States are represented by nodes in the graph. In other words, a state is a node in the graph. So, I don't think there's any difference, but some authors maybe make a difference (e.g. because you don't need to store all information associated with some state while searching).
BFS explores by level (hence the name breadth, in contrast to depth-first search, which goes deep and then backtracks), in the sense that it will first explore all nodes that are $w$ away from the start node before exploring all nodes that are $w + 1$ way, if you think of the edges of the (unweighted) graph as having a weight of 1, which you can do.
BFS indeed needs to store a frontier in memory, which is a FIFO data structure (i.e. you first remove from the frontier the oldest node there in constant time) of nodes we can explore next.
If you use BFS to find some path, you need some way to compute or keep track of it.

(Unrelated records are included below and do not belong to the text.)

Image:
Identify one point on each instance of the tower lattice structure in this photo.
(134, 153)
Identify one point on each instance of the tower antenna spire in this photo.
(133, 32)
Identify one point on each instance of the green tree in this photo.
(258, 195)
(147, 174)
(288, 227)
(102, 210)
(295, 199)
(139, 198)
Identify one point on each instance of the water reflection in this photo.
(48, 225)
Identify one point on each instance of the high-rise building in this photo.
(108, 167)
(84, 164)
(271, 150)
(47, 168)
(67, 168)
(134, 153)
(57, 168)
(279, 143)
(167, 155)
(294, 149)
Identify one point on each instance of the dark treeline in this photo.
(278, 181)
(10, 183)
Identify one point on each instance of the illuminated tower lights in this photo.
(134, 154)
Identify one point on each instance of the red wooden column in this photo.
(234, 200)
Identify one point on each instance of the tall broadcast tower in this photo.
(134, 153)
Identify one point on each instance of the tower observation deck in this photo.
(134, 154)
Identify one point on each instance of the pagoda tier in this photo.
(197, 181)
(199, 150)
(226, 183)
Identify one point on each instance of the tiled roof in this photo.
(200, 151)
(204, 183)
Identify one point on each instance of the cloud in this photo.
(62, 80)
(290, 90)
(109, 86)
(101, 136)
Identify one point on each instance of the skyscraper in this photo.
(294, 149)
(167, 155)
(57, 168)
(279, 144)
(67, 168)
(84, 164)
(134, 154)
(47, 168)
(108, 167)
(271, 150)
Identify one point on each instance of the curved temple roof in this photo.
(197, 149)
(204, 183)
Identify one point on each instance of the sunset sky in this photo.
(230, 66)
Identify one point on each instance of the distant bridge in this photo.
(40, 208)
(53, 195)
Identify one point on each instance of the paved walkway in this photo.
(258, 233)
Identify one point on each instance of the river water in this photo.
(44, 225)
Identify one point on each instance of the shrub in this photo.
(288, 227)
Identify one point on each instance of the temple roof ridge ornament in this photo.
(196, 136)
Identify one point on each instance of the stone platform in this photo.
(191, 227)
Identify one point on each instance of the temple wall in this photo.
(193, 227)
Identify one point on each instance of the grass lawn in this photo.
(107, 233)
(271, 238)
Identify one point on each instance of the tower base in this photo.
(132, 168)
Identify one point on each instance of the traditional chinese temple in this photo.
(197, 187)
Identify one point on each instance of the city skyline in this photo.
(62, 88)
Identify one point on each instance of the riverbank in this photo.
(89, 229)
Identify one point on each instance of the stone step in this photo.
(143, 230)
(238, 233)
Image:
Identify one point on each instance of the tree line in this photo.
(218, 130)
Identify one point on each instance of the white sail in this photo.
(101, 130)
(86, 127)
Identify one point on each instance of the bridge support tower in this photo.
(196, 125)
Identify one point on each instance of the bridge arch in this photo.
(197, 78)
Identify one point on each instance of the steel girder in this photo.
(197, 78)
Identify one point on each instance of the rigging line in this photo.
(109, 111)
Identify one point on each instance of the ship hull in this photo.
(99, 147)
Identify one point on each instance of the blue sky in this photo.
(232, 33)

If you apply BFS, you can generate a tree, where each node has a parent, which can be used to retrieve the path, i.e. you just backtrack from the goal.
Note that graphs can have cycles and you can get to a node in different ways. So, you also need to mark a node as explored in some way, which may be with some variable you associate with the state/node (CLRS approach) or with an explored set (AIMA approach), which may thus contain all nodes, which makes BFS an instance of graph search (see also this).
The running time also depends on how you represent the graph (e.g. adjacency list and adjacency matrix) or how you analyse the algorithm. See also the CLRS book for a different perspective on this topic.